Letter: Honor dead, but not in downtown

Published 12:00 am Thursday, June 20, 2019

This is in response to the “Fame” meeting held on Monday.

I’m a Southerner, born and bred, but I have been disabused of the notions associated with glorifying the antebellum south or the honor of the “war for southern independence.”

It is without any doubt that Confederate monuments were raised to proclaim the message of racial subordination and support for the idea of some lost glorious society. The “Lost Cause” was the defeated defense of state-sanctioned chattel slavery; the “Lost Glory” was the destruction of a social system and economy based upon chattel slavery and the statue “Fame” is a visible image of it all.

The statue is modeled after “Gloria Victus” and its inscription cites the “constitutional liberties” enshrined in the Constitution of the Confederate States of America and lauds the “fathers” that founded the CSA, It is a monument to sedition and racial injustice.

One need but read the Constitution of the CSA, the writings of the secessionists and those that subsequently supported the cause of the Confederacy to see how entwined the maintenance of Chattel Slavery was to everything relating to the CSA.

In an enlightened society, how can we honor such a stained past?
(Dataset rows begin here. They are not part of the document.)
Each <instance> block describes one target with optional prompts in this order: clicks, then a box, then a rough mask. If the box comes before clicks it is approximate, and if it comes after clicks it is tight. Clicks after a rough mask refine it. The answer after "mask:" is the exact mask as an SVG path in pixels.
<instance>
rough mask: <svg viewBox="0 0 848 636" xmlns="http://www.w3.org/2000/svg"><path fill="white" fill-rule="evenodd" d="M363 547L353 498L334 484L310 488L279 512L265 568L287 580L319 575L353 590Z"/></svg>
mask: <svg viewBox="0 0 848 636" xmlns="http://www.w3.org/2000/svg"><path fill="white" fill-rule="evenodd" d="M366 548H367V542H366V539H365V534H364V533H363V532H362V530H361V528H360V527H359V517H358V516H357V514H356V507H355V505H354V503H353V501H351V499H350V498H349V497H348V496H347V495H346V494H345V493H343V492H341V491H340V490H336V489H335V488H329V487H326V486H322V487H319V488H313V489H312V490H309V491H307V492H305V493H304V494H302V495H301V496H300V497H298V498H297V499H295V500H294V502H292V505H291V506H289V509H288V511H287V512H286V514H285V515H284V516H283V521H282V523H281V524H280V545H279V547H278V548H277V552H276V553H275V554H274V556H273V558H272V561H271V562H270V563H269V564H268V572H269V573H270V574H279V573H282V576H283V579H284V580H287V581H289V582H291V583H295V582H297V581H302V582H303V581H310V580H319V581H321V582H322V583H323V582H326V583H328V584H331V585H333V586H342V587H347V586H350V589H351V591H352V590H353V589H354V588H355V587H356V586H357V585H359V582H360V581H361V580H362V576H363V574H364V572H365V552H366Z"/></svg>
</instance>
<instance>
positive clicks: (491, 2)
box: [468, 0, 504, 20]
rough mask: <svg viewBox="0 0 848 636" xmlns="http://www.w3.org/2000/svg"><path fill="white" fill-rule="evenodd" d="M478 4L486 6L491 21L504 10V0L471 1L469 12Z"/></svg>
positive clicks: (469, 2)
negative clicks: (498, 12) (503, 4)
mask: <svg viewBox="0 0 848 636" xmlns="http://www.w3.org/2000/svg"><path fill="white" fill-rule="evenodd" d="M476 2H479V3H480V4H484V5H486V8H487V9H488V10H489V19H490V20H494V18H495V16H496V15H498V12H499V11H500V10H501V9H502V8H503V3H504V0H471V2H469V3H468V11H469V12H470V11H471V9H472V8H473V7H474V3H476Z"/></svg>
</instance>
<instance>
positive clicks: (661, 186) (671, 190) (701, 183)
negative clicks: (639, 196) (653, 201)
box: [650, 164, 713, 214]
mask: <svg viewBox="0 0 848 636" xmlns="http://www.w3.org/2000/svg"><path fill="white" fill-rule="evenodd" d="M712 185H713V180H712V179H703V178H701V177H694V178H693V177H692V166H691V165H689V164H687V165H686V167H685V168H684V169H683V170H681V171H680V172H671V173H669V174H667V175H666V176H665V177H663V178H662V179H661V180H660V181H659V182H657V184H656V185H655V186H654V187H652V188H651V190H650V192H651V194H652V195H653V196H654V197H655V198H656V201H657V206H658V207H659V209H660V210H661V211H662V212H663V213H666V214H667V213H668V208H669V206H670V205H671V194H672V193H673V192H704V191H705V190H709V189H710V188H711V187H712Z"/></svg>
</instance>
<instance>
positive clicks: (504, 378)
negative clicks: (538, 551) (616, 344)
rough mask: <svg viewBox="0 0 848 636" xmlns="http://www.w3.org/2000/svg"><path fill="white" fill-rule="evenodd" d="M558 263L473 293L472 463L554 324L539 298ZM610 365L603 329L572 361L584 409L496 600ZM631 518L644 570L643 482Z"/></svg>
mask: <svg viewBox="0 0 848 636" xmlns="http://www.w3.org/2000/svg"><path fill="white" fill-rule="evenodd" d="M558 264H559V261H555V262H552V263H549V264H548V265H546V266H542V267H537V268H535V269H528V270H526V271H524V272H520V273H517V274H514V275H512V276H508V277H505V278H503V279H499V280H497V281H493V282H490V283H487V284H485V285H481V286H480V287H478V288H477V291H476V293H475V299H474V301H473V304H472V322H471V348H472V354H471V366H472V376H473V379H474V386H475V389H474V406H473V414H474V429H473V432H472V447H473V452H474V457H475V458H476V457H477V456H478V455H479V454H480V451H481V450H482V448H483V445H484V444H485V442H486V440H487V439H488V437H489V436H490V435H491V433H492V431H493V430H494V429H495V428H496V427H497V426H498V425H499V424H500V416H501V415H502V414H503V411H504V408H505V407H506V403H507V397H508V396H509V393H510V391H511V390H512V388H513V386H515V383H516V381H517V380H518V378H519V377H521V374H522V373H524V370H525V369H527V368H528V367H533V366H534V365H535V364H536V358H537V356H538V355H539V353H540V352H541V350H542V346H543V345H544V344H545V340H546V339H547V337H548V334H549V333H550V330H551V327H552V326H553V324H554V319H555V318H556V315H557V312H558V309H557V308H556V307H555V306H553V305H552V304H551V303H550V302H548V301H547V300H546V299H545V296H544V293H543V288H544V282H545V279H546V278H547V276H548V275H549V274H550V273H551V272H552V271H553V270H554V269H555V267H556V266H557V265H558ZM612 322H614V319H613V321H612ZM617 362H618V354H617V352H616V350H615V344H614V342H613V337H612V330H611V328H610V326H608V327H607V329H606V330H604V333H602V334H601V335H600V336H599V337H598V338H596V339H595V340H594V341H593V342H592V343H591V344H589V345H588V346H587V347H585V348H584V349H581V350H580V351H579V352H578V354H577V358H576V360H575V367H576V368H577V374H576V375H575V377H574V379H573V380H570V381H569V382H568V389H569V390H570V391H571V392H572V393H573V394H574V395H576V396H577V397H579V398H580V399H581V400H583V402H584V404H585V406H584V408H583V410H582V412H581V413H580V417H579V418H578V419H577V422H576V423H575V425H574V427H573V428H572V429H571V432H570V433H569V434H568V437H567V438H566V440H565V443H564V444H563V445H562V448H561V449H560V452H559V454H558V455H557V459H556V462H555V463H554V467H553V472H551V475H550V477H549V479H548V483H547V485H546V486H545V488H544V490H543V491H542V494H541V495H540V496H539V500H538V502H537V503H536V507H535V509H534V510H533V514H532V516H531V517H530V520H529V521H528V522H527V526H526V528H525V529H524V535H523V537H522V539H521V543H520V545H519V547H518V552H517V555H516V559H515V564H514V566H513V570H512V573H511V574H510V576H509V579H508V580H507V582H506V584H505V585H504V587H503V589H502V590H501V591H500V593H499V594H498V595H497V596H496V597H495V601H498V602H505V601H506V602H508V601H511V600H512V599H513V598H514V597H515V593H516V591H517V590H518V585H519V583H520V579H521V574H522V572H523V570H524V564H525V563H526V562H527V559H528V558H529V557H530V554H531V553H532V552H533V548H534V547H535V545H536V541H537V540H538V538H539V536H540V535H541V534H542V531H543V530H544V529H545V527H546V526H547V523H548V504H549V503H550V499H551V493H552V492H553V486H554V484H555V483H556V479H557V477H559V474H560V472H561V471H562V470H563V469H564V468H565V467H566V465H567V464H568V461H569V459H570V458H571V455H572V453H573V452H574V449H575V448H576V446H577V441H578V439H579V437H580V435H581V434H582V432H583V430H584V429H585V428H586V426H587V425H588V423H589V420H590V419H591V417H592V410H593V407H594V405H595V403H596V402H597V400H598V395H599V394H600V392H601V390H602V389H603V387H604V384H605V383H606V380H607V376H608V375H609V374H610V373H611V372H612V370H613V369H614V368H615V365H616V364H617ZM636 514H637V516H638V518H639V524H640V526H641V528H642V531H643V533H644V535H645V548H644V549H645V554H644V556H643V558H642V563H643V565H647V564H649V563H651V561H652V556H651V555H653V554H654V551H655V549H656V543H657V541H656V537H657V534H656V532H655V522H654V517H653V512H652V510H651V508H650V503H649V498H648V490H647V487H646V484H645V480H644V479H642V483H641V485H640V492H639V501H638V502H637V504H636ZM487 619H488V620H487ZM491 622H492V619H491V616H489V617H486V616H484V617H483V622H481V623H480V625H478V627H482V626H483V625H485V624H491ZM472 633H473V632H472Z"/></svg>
We have moved beyond the horrors of chattel slavery and “Jim Crow” laws and, as halting as the application of desegregation and racial equality laws are, we cannot go back.

If the Confederate dead that died defending chattel slavery should be honored, then let those who memorialize them do so where those dead lie.

Raise their markers and monuments where they are buried or in a museum with contextual explanations of the same but not in the center of our southern cities and towns where equal justice and equality in life are the centerpieces.